Le papier, on le sait, est fabri­qué avec du bois et sert de son côté à la pro­duc­tion de livres qui, pour cer­tains, sont lus rare­ment, ou pas du tout, et pour les autres, ne sont pas seule­ment lus, mais lit­té­ra­le­ment dévo­rés par tout un cha­cun. Le papier est si utile que l’on doit se sen­tir obli­gé ou for­cé de dire : il a pour l’homme contem­po­rain une impor­tance phé­no­mé­nale. On ne doit pas vrai­ment se trom­per beau­coup si l’on pré­tend que sans papier, il n’y a abso­lu­ment aucune civi­li­sa­tion humaine qui puisse exis­ter. Que pour­rait bien faire la part de l’humanité qui est, nous l’espérons, la plus valable, s’il était subi­te­ment impos­sible de se pro­cu­rer de papier et d’en dis­po­ser ? À n’en pas dou­ter, l’existence de beau­coup, ou plu­tôt, d’une majo­ri­té écra­sante d’êtres humains se rat­tache à l’existence du papier, avec une inten­si­té qui nous fait peur du fait qu’à y réflé­chir d’un peu plus près, nous ne sommes que dif­fi­ci­le­ment capables de nous débar­ras­ser de cer­taines inquié­tudes très faciles à com­prendre. En termes plus géné­raux, il y a du papier épais et fin, lisse et rugueux, gros­sier et élé­gant, bon mar­ché et coû­teux, et avec l’aimable auto­ri­sa­tion du lec­teur, on dis­tin­gue­ra par­mi diverses sortes et variantes de papier : le papier à écrire, le papier de verre, le papier anti-rouille, le papier à lettre, le papier jour­nal et le papier de soie.

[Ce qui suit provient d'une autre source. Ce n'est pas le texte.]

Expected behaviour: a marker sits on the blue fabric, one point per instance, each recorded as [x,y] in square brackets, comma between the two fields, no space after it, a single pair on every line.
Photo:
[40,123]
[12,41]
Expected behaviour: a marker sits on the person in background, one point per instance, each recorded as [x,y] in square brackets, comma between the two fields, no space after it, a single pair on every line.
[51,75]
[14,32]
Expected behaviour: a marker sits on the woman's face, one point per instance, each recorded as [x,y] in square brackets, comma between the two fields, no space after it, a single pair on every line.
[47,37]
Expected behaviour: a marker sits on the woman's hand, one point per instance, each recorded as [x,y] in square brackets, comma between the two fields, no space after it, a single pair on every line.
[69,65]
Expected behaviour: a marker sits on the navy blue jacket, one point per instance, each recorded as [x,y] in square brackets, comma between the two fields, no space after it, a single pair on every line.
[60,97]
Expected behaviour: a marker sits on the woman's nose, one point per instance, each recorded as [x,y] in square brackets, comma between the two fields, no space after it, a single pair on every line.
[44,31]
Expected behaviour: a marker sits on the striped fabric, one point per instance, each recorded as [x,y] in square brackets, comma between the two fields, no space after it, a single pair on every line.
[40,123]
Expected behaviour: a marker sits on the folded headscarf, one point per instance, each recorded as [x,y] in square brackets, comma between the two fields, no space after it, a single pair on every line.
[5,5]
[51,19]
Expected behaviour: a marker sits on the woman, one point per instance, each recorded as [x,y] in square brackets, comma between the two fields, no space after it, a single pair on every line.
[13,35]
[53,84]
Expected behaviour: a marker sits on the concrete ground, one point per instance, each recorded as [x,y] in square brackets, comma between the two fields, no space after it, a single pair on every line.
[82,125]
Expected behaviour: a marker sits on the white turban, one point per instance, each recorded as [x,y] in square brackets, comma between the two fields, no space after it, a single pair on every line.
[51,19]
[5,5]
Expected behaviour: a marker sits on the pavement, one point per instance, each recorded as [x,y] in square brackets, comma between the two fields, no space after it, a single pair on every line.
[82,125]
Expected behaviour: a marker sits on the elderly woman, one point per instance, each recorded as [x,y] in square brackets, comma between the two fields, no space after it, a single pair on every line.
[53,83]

Les parents de l’auteur pos­sé­daient une mignonne petite pape­te­rie, voi­là bien pour­quoi celui-ci est capable d’énumérer sans reprendre haleine les diverses sortes de papier. Ne se pour­rait-il pas, d’ailleurs, qu’à une heure quel­conque, sur une mince bande de papier que nous avons peut-être vue posée, cachée dans un recoin pous­sié­reux du tiroir d’un écri­vain, une his­toire ait été consi­gnée qui disait à peu près ceci :

L’HOMME QUI NE REMARQUAIT RIEN
Jadis ou naguère vivait un homme qui ne remar­quait rien. Il ne fai­sait atten­tion à rien, pour lui, tout était pour ain­si dire du pareil au même. Avait-il peut-être la tête pleine de pen­sées impor­tantes ? Pas du tout ! Elle était tout à fait vide, sans idées. Un jour, il per­dit toute sa for­tune, mais il ne le sen­tit pas, il ne le remar­qua pas. Et puis, rien ne lui fai­sait mal, car qui ne s’aperçoit de rien n’a jamais mal. Oubliait-il quelque part son para­pluie, il le remar­quait seule­ment quand il pleu­vait et qu’il était mouillé. Oubliait-il son cha­peau, il le remar­quait seule­ment quand quelqu’un lui disait : « Où est votre cha­peau, mon­sieur Tartempion ? » Il s’appelait Tartempion, mais ce n’était pas sa faute, s’il por­tait ce nom. Il aurait aus­si bien pu s’appeler Léger. Un jour, ses semelles se déta­chèrent, il ne le remar­qua pas, mar­cha pieds nus jusqu’à ce que quelqu’un le rende atten­tif à cette par­ti­cu­la­ri­té remar­quable. On se moquait de lui tout le temps, mais il ne remar­quait rien. Sa femme allait avec qui lui chan­tait. Tartempion ne s’apercevait de rien. Il avait tou­jours la tête pen­chée, mais ce n’était pas qu’il réflé­chisse. On pou­vait lui prendre la bague au doigt, la nour­ri­ture de l’assiette, le cha­peau de la tête, les pan­ta­lons et les bottes des jambes, la veste du corps, le sol sous les pieds, le cigare de la bouche, ses propres enfants sous ses yeux et la chaise sur laquelle il était assis, sans qu’il ne remarque rien. Un beau jour qu’il allait son che­min, sa tête tom­ba. Elle ne devait pas avoir été fixée assez soli­de­ment sur son cou, pour pou­voir tom­ber ain­si sans crier gare. Tartempion ne remar­qua pas qu’il n’avait plus de tête ; sans tête, il conti­nua son che­min, jusqu’à ce que quelqu’un lui dise : « Mais il vous manque votre tête, mon­sieur Tartempion. » Mais mon­sieur Tartempion ne pou­vait pas entendre ce que l’autre lui disait, puisque sa tête était tom­bée, il n’avait plus d’oreilles. Alors mon­sieur Tartempion ne res­sen­tit plus rien du tout, il ne sen­tait rien, ne goû­tait rien, n’entendait, ne voyait rien et ne remar­quait rien. Tu crois ça ? Si tu le crois gen­ti­ment, tu auras quatre sous, et avec ça, tu pour­ras t’acheter quelque chose de beau, pas vrai.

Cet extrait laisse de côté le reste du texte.